リビングは、上から見ると円形をしている。方角を用いて表現すると、北にダイニングテーブルが、西にベッドが位置していた。二つとも、壁および天井にくっつけるようにして置かれている。それぞれの、壁および天井に接している辺は、カーブに沿っているため、曲がっているが、それ以外の辺は、直線である。
南東の壁際には、南から東にかけて、長方形をカーブに合わせて曲げたような穴がある。そこには、下り階段が通っていた。穴の周囲には、入り口である南辺を覗いて、転落防止のための、低い壁が設けられている。

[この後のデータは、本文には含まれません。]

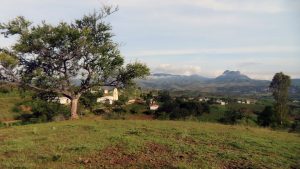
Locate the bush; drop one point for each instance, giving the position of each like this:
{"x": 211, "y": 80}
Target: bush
{"x": 114, "y": 116}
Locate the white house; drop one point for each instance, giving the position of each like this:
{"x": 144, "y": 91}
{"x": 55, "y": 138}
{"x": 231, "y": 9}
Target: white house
{"x": 107, "y": 98}
{"x": 64, "y": 100}
{"x": 154, "y": 106}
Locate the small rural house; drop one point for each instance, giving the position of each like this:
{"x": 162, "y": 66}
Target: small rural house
{"x": 108, "y": 98}
{"x": 64, "y": 100}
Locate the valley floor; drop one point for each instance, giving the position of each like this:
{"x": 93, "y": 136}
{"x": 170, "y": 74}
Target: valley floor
{"x": 96, "y": 143}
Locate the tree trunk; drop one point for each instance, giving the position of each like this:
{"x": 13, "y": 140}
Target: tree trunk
{"x": 74, "y": 106}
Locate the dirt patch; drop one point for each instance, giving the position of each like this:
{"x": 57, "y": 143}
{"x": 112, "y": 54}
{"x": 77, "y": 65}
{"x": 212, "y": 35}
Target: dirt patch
{"x": 152, "y": 155}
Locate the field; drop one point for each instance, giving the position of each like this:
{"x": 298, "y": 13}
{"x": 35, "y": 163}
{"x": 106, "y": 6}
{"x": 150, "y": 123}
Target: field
{"x": 7, "y": 103}
{"x": 96, "y": 143}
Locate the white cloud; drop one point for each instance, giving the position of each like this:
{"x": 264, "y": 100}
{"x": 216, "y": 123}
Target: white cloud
{"x": 264, "y": 6}
{"x": 181, "y": 70}
{"x": 237, "y": 50}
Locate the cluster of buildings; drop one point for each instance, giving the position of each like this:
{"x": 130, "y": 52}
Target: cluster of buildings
{"x": 107, "y": 97}
{"x": 110, "y": 97}
{"x": 225, "y": 102}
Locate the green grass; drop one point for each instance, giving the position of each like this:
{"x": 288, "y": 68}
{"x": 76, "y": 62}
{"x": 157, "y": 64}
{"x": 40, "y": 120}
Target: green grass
{"x": 96, "y": 143}
{"x": 7, "y": 104}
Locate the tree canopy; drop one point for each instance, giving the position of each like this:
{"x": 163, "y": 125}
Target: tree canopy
{"x": 280, "y": 88}
{"x": 68, "y": 58}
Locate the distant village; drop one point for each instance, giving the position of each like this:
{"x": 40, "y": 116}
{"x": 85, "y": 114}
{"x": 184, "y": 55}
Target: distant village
{"x": 110, "y": 95}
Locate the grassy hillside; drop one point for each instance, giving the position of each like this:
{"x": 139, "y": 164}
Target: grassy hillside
{"x": 96, "y": 143}
{"x": 7, "y": 103}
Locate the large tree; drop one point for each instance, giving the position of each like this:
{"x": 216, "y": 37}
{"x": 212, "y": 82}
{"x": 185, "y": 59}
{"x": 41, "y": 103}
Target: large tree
{"x": 280, "y": 88}
{"x": 68, "y": 59}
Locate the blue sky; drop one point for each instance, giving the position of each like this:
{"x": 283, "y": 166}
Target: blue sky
{"x": 206, "y": 37}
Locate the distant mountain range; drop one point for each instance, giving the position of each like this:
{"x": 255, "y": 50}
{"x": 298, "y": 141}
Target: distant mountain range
{"x": 233, "y": 82}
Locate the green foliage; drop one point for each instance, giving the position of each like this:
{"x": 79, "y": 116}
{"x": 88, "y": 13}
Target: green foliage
{"x": 49, "y": 57}
{"x": 43, "y": 111}
{"x": 95, "y": 143}
{"x": 89, "y": 99}
{"x": 239, "y": 116}
{"x": 266, "y": 117}
{"x": 280, "y": 88}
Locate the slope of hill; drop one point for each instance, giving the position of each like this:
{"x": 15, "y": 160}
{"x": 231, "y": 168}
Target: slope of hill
{"x": 145, "y": 144}
{"x": 230, "y": 82}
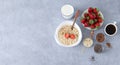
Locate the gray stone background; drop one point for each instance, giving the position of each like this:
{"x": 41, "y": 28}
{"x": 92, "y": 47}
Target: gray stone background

居間の中心を貫いている、回転軸にもなっている柱には、南を向いている面にくっつけるようにして、趣味で収集している物を飾っているボードが掛けられていたり、小物を収納しているワゴンが置かれていたりする。それらの正面の天井には、大窓が取りつけられていた。

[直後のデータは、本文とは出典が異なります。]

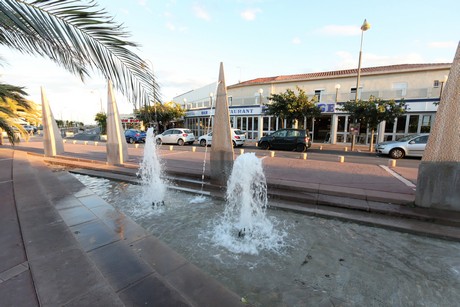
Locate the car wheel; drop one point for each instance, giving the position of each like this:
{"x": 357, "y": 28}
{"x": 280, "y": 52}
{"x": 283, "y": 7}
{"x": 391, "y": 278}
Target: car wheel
{"x": 264, "y": 146}
{"x": 300, "y": 147}
{"x": 397, "y": 153}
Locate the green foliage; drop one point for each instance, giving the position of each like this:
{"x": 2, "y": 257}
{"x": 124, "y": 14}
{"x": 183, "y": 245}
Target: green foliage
{"x": 373, "y": 111}
{"x": 79, "y": 36}
{"x": 13, "y": 108}
{"x": 290, "y": 106}
{"x": 101, "y": 120}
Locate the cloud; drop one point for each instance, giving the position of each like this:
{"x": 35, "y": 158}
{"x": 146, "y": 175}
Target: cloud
{"x": 296, "y": 41}
{"x": 201, "y": 13}
{"x": 336, "y": 30}
{"x": 250, "y": 14}
{"x": 448, "y": 44}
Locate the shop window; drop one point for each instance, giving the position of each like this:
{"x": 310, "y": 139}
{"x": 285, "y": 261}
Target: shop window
{"x": 413, "y": 123}
{"x": 401, "y": 124}
{"x": 426, "y": 124}
{"x": 266, "y": 123}
{"x": 389, "y": 127}
{"x": 318, "y": 95}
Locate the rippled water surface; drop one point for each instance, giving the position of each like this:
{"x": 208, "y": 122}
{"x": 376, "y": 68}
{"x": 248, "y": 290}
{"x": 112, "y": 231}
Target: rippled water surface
{"x": 319, "y": 261}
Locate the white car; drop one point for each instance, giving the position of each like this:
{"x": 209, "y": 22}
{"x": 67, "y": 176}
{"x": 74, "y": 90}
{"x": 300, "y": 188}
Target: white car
{"x": 238, "y": 138}
{"x": 409, "y": 145}
{"x": 179, "y": 136}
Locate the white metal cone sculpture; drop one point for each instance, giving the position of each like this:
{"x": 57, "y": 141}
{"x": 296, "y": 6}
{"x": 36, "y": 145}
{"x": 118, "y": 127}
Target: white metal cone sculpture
{"x": 117, "y": 149}
{"x": 52, "y": 141}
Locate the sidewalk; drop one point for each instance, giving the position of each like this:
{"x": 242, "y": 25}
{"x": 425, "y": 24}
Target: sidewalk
{"x": 67, "y": 258}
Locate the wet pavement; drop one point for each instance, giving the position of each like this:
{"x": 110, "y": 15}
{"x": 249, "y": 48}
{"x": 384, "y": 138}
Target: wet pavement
{"x": 61, "y": 245}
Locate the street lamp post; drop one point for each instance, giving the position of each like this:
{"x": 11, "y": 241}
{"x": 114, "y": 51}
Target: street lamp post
{"x": 366, "y": 26}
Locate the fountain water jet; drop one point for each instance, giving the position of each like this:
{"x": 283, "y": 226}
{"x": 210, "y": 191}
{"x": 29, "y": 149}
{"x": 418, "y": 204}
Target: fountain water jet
{"x": 151, "y": 171}
{"x": 244, "y": 226}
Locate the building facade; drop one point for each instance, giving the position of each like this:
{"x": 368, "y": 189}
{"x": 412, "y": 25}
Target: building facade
{"x": 420, "y": 85}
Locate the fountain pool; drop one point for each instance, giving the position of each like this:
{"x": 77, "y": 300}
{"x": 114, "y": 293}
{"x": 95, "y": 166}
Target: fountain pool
{"x": 320, "y": 261}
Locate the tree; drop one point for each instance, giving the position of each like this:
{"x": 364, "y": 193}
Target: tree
{"x": 372, "y": 112}
{"x": 14, "y": 107}
{"x": 292, "y": 107}
{"x": 80, "y": 37}
{"x": 101, "y": 119}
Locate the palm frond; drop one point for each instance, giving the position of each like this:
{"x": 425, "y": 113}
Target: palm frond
{"x": 81, "y": 37}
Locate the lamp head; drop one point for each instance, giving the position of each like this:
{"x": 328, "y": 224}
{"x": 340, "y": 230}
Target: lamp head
{"x": 366, "y": 26}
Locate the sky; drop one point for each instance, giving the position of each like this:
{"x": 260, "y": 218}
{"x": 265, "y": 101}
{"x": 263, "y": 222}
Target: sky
{"x": 185, "y": 42}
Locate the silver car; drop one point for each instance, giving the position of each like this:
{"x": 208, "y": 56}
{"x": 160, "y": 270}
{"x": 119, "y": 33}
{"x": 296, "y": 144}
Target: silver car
{"x": 179, "y": 136}
{"x": 410, "y": 145}
{"x": 238, "y": 138}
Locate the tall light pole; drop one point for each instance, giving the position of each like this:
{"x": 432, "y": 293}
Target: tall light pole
{"x": 366, "y": 26}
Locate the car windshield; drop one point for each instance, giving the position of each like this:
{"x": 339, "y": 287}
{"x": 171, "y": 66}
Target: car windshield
{"x": 407, "y": 138}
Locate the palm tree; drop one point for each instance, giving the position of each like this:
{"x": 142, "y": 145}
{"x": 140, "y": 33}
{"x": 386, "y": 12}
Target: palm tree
{"x": 80, "y": 37}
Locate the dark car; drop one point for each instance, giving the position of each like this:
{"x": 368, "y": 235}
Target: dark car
{"x": 135, "y": 136}
{"x": 287, "y": 139}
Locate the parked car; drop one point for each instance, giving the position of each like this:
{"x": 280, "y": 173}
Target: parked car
{"x": 287, "y": 139}
{"x": 409, "y": 145}
{"x": 179, "y": 136}
{"x": 238, "y": 138}
{"x": 135, "y": 136}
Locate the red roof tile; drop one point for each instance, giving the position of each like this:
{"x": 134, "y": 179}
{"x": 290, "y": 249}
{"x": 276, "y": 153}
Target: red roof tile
{"x": 345, "y": 73}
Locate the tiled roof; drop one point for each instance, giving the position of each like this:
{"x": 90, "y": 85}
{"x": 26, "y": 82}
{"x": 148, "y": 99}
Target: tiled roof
{"x": 346, "y": 73}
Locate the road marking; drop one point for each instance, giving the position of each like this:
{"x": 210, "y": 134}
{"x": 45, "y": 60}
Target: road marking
{"x": 399, "y": 177}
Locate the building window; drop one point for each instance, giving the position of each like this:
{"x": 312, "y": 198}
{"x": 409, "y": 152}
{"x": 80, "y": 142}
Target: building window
{"x": 318, "y": 95}
{"x": 401, "y": 124}
{"x": 426, "y": 124}
{"x": 413, "y": 123}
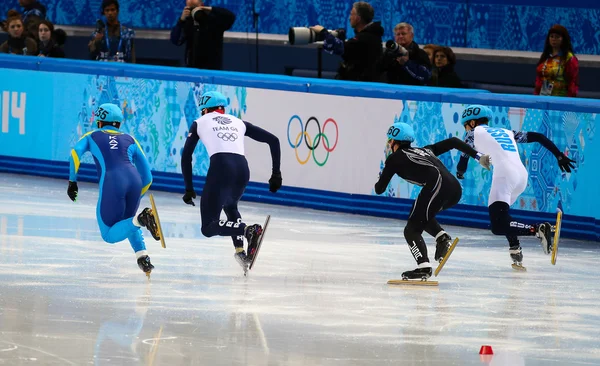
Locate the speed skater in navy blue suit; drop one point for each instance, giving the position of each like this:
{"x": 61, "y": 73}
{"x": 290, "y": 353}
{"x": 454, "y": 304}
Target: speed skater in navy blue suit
{"x": 228, "y": 174}
{"x": 125, "y": 177}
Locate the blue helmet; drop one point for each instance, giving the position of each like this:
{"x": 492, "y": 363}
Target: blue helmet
{"x": 475, "y": 111}
{"x": 401, "y": 131}
{"x": 109, "y": 112}
{"x": 213, "y": 99}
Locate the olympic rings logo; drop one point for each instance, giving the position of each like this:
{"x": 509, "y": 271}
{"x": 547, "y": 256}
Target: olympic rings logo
{"x": 226, "y": 136}
{"x": 312, "y": 144}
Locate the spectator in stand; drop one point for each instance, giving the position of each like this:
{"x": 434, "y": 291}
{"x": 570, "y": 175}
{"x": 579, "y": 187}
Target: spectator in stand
{"x": 50, "y": 41}
{"x": 429, "y": 48}
{"x": 33, "y": 13}
{"x": 443, "y": 73}
{"x": 558, "y": 68}
{"x": 201, "y": 28}
{"x": 413, "y": 69}
{"x": 361, "y": 53}
{"x": 18, "y": 43}
{"x": 112, "y": 41}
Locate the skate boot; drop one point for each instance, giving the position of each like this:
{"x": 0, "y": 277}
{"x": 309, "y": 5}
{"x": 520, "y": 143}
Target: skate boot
{"x": 242, "y": 259}
{"x": 145, "y": 265}
{"x": 442, "y": 246}
{"x": 147, "y": 219}
{"x": 253, "y": 233}
{"x": 419, "y": 273}
{"x": 544, "y": 232}
{"x": 517, "y": 256}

円形をしている三階の、五分の四は、リビングである。しかし、残り五分の一、扇形をしている空間は、預磨の研究室となっていた。部屋の北東に、ダイニングテーブルと階段に挟まれるようにして、位置している。
といっても、本格的な研究室は、他にあった。ここにあるのは、簡易な物だ。壁には、よくわからない金属塊だの実験器具だのが入ったままになっている棚が置かれており、その手前には、シンク付きの台があった。床は、ここだけ、フローリングではなく、リノリウムで出来ている。
「よし……このまま……!」
一寿は、四つん這いのまま、階段に向かって移動し始めた。遠心力があまりに強いせいで、ろくに立つこともできないのだ。
数秒後、ふと、左のほうから、ごろごろごろ、という音が聞こえてきていることに気づいた。そちらに、視線を遣る。